Drug Interactions between Clozapine Synthon and eluxadoline

CONTRAINDICATED: Consumption of more than 3 alcoholic beverages per day may increase the risk of acute pancreatitis during treatment with eluxadoline. Pancreatitis has been reported rarely during clinical trials of eluxadoline, and may or may not be related to sphincter of Oddi spasm.

ADJUST DOSING INTERVAL: High-fat meals may reduce the oral bioavailability of eluxadoline. In 28 healthy volunteers, administration of a single 100 mg dose of eluxadoline with a high-fat meal (approximately 800 to 1000 total calories, 50% from fat) decreased eluxadoline peak plasma concentration (Cmax) and systemic exposure (AUC) by 50% and 60%, respectively, compared to administration in the fasted state. There was no significant effect on the time to peak concentration (Tmax). The clinical relevance of this interaction is unknown. It should be noted that phase 3 clinical trials were conducted under fed conditions.

MANAGEMENT: Chronic or acute excessive use of alcohol should be avoided during treatment with eluxadoline. Alcoholism, alcohol abuse, alcohol addiction, and consumption of more than 3 alcoholic beverages per day are considered contraindications to the use of eluxadoline. The product labeling recommends taking eluxadoline with food. Patients should be advised to stop taking eluxadoline and seek medical attention if they experience potential symptoms of pancreatitis such as persistent nausea, vomiting, abdominal tenderness, and upper abdominal pain, especially that which is made worse after eating or radiates to the back or shoulders.

GENERALLY AVOID: Alcohol may potentiate some of the pharmacologic effects of CNS-active agents. Use in combination may result in additive central nervous system depression and/or impairment of judgment, thinking, and psychomotor skills.

MANAGEMENT: Patients receiving CNS-active agents should be warned of this interaction and advised to avoid or limit consumption of alcohol. Ambulatory patients should be counseled to avoid hazardous activities requiring complete mental alertness and motor coordination until they know how these agents affect them, and to notify their physician if they experience excessive or prolonged CNS effects that interfere with their normal activities.

MONITOR: Smoking cessation may lead to elevated plasma concentrations and enhanced pharmacologic effects of drugs that are substrates of CYP450 1A2 (and possibly CYP450 1A1) and/or certain drugs with a narrow therapeutic index (e.g., flecainide, pentazocine). One proposed mechanism is related to the loss of CYP450 1A2 and 1A1 induction by polycyclic aromatic hydrocarbons in tobacco smoke; when smoking cessation agents are initiated and smoking stops, the metabolism of certain drugs may decrease leading to increased plasma concentrations. The mechanism by which smoking cessation affects narrow therapeutic index drugs that are not known substrates of CYP450 1A2 or 1A1 is unknown. The clinical significance of this interaction is unknown as clinical data are lacking.
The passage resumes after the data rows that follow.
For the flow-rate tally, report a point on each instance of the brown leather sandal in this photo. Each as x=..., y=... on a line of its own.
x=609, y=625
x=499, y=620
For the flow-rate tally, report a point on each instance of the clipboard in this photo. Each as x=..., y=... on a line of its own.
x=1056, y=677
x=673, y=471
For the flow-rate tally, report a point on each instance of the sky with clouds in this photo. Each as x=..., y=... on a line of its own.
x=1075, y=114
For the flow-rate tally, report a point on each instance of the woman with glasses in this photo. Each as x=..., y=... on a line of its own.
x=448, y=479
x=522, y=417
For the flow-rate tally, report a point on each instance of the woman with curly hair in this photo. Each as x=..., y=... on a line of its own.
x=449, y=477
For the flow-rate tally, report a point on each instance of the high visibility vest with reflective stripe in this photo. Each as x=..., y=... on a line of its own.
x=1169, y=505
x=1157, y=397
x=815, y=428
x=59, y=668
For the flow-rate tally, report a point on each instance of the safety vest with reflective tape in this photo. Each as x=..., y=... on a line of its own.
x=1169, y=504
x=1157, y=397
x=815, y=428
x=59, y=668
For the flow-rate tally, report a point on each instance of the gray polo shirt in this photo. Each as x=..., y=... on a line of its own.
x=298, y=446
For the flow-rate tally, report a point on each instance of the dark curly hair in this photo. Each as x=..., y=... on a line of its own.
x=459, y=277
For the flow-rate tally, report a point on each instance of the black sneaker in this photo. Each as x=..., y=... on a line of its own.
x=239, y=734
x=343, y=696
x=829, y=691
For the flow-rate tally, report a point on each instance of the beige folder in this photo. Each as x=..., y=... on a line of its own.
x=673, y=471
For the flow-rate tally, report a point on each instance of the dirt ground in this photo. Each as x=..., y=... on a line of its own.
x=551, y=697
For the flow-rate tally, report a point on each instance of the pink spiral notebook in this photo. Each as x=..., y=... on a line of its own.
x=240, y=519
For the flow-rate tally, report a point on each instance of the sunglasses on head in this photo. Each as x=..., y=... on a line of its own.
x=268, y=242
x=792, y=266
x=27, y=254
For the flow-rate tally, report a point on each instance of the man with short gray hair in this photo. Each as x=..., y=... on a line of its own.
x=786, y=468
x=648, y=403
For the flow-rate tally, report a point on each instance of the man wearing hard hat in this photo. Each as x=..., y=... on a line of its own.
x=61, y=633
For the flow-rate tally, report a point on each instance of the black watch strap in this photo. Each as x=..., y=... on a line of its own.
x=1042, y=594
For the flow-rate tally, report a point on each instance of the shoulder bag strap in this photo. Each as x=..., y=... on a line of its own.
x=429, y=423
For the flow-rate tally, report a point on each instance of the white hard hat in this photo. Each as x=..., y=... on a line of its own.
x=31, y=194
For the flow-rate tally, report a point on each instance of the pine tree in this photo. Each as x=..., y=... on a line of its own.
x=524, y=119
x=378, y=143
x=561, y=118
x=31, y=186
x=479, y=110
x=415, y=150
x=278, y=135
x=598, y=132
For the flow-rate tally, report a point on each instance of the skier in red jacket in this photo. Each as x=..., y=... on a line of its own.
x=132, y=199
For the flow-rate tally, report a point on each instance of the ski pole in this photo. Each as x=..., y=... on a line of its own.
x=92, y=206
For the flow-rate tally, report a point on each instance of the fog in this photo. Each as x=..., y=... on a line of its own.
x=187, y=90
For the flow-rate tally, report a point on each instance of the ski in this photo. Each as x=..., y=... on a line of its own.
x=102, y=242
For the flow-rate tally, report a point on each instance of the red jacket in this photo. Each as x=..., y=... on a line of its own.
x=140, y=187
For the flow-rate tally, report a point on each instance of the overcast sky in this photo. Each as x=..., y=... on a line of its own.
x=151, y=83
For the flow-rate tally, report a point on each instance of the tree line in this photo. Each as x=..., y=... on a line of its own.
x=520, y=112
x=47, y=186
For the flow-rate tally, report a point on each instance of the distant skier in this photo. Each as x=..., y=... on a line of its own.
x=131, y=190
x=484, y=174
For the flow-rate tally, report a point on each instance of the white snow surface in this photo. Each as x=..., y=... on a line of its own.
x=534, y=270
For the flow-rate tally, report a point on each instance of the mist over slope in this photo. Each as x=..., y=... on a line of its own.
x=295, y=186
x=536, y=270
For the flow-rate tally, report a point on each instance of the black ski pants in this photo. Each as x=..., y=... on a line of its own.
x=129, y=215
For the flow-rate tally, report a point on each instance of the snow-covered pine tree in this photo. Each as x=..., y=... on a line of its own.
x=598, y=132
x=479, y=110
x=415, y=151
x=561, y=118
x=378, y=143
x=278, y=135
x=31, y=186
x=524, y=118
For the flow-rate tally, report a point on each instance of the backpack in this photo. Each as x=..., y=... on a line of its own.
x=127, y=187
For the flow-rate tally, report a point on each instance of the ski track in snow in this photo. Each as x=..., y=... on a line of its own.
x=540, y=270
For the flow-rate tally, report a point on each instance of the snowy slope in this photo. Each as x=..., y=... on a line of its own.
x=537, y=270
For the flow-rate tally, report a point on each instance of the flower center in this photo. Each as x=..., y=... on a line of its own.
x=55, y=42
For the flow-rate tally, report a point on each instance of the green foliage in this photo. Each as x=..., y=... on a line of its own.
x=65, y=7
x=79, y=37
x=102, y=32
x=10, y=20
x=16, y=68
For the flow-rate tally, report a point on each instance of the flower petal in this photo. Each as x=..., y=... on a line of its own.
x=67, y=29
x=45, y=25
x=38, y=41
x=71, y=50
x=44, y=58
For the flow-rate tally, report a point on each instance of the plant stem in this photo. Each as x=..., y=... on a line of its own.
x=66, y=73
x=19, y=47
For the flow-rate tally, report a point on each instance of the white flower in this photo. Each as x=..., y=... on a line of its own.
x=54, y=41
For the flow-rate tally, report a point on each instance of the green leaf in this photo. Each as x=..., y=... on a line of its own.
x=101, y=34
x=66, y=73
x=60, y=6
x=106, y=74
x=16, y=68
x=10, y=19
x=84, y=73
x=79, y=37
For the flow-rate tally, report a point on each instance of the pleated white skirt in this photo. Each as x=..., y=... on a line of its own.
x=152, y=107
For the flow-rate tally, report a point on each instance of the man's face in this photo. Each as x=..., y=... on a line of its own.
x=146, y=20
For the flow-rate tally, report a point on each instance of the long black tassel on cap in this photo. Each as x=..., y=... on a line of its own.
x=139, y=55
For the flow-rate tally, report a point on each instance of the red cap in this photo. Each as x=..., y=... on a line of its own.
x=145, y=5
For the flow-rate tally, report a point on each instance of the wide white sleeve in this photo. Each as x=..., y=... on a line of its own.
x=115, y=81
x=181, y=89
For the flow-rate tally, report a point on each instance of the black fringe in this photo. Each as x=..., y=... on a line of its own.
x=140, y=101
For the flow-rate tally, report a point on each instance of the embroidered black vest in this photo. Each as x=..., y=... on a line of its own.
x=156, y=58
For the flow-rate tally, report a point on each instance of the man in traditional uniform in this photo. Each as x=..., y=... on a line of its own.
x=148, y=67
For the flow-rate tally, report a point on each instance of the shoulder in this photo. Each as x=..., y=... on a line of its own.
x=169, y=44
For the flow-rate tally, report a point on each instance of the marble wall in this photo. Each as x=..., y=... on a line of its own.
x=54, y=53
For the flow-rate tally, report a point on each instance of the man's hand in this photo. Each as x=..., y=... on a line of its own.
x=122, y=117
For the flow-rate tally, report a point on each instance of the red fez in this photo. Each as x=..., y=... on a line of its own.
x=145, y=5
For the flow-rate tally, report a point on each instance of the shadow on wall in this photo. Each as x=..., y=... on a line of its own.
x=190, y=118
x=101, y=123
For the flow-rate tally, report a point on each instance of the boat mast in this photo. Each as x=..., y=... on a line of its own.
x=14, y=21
MANAGEMENT: Until more information is available, caution is advisable if smoking cessation agents are used concomitantly with drugs that are substrates of CYP450 1A2 or 1A1 and/or those with a narrow therapeutic range. Patients receiving smoking cessation agents may require periodic dose adjustments and closer clinical and laboratory monitoring of medications that are substrates of CYP450 1A2 or 1A1.

Caffeine may increase clozapine serum concentrations and exacerbate psychotic symptoms. The mechanism is unknown but may be related to competition for the same metabolic pathway. No specific intervention is necessary; however, if an interaction is suspected it is recommended that caffeine intake be avoided.